He may not eat them, but my six-year-old has been having the best time picking tiny tomatoes off the plants in our container garden.
They just started turning colors from green to yellow and red, so this is the start of our summer harvest.
The leaves of the plants are so thick that it can be hard to spot the tomatoes.
This hunt can seem like a game of hide and seek.
My son takes over, picking the tomatoes and handing them to me. I put them in my pockets to carefully transport them inside to the kitchen.
We always forget to bring a bowl with us before we go out to our back deck.
And most of the time we are surprised and overwhelmed by how many tomatoes are ripe.
Lately I’ve been making classic caprese salads with fresh mozzarella, basil and a drizzle of olive oil.
Another way I use them is roasting sheet pan after sheet pan of halved cherry tomatoes.
They finish cooking in about 30-minutes. Then I stash the tomatoes in a jar in the fridge to be used in pasta, on pizza or even in scrambled eggs.
Sometimes I leave cherry tomatoes whole and sauté them in a skillet until they burst.
That same method can work in the oven, too.
With this sheet pan cherry tomato gnocchi, the tomatoes and gnocchi cook side-by-side for a true one-pan meal.
How To Make Sheet Pan Roasted Tomato Gnocchi
This recipe requires barely any prep work, which is one of the many reasons why I love it.
To start, I whisk together olive oil with a mix of dried spices including garlic powder, onion powder, dried oregano, red pepper flakes, salt and pepper.
This seasoning blend mimics some of the ingredients, such as onions and garlic, I would usually put in tomato sauce that I make on the stove.

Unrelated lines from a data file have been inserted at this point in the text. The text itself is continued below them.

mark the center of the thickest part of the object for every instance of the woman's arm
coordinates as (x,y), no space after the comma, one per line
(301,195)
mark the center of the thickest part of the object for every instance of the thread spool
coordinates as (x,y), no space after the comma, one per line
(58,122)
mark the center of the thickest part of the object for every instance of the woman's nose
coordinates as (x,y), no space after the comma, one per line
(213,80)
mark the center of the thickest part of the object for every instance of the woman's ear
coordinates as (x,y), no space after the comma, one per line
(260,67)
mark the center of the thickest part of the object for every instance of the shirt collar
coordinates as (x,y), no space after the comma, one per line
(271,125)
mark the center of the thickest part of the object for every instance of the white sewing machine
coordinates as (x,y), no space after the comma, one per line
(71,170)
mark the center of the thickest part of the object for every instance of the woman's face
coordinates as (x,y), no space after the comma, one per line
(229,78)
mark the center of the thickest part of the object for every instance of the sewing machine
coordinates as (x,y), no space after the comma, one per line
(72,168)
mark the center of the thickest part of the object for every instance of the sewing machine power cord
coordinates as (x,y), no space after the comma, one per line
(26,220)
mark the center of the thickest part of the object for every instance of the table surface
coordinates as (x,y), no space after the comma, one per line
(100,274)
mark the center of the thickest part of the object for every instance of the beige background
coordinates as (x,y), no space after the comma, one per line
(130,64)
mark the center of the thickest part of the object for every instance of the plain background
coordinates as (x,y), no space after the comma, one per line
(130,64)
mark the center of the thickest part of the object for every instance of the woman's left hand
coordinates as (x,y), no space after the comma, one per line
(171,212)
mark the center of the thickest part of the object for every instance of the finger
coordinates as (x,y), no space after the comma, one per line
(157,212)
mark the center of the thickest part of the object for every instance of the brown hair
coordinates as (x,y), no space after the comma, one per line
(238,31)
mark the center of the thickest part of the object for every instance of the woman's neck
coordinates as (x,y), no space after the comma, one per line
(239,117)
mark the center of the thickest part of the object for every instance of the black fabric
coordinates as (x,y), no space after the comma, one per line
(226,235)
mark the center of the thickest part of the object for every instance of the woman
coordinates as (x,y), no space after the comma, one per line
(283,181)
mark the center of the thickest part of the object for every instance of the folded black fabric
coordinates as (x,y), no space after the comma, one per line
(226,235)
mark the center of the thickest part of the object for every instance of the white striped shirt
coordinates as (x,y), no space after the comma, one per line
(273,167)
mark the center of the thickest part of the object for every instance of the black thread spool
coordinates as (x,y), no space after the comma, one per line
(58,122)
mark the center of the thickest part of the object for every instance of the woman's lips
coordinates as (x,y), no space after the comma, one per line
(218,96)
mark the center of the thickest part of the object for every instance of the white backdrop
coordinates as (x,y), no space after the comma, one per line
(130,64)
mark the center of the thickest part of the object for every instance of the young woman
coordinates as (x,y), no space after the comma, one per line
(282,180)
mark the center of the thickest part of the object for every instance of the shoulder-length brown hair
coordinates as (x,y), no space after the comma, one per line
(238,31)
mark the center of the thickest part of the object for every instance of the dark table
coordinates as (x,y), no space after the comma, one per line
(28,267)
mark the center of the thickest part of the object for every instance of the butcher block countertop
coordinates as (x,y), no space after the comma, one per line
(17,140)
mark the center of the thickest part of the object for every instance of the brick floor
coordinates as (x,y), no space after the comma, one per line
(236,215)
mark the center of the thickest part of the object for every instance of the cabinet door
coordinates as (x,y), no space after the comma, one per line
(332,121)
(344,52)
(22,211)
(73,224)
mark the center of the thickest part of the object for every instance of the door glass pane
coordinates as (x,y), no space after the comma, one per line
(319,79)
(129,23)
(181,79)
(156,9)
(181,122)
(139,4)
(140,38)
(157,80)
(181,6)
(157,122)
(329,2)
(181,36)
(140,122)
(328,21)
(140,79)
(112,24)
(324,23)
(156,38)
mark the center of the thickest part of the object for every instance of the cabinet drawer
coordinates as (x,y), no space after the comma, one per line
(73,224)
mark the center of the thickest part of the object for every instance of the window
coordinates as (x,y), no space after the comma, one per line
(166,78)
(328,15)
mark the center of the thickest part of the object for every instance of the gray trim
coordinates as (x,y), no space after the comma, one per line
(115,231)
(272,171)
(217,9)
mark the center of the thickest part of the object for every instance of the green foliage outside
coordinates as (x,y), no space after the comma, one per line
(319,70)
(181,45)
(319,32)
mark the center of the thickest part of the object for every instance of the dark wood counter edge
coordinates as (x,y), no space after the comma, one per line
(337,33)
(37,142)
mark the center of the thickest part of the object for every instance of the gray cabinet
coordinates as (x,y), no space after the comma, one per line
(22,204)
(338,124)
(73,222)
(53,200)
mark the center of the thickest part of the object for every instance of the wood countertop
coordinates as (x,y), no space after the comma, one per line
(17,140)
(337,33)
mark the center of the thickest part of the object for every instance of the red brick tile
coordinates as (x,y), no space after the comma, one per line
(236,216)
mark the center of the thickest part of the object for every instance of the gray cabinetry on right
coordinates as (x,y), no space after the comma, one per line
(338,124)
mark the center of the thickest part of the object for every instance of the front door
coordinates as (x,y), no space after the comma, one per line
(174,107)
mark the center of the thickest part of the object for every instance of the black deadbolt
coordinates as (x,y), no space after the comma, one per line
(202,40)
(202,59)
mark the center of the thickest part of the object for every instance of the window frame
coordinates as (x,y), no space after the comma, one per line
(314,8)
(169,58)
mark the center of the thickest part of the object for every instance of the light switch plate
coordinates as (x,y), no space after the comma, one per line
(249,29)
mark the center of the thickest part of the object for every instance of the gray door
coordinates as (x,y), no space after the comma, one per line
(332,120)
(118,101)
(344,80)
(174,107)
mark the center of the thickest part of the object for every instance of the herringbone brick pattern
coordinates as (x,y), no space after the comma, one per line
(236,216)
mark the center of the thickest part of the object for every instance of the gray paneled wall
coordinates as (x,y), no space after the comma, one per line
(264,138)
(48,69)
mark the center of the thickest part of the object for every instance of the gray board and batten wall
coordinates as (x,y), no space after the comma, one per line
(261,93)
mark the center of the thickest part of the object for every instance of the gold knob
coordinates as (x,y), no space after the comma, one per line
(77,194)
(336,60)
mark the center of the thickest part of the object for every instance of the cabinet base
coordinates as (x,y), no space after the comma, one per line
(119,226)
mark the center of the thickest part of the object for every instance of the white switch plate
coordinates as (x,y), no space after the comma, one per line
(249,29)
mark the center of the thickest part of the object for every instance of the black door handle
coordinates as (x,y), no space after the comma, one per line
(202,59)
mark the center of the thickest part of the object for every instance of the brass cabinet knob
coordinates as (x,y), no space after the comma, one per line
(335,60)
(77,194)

On a sheet pan I toss together the tomatoes and gnocchi with the infused olive oil and spread everything into a single layer.
The tomatoes and gnocchi roast for 25 minutes. They’re ready when the gnocchi are golden and the tomatoes are juicy and wrinkled.
I slowly stir the roasted tomatoes with the gnocchi.
Some of the tomatoes break up coating the gnocchi in a very light, not quite sauce.
To finish this sheet pan cherry tomato gnocchi, I add shaved Parmesan and fresh basil and oregano leaves.
It’s a super easy weeknight dinner that I know will continue to be on regular rotation as long as our tomato plants keep going strong.
- Prep Time: 5 minutes
- Cook Time: 22-25 minutes
- Total Time: 27-30 minutes
- Yield: Serves 4 1x
2 tablespoons olive oil
1/4 teaspoon garlic powder
1/4 teaspoon onion powder
1/4 teaspoon dried oregano
Pinch of red pepper flakes
1 teaspoon kosher salt
1/4 teaspoon black pepper
1 pound shelf stable or fresh gnocchi
2 pints cherry or grape tomatoes
Shaved Parmesan for serving
Fresh basil and oregano leaves for serving
Preheat the oven to 450 degrees F.
In a small bowl, whisk together the olive oil, garlic powder, onion powder, dried oregano, red pepper flakes, salt and pepper.
On a sheet pan, toss the gnocchi and tomatoes with the olive oil mixture spreading them into a single layer.
Bake for 22-25 minutes until the gnocchi are lightly browned and the tomatoes are wrinkled and some have burst.
Stir the gnocchi and tomatoes together. The tomatoes will break up coating the gnocchi.
Top with basil and oregano leaves and Parmesan before serving.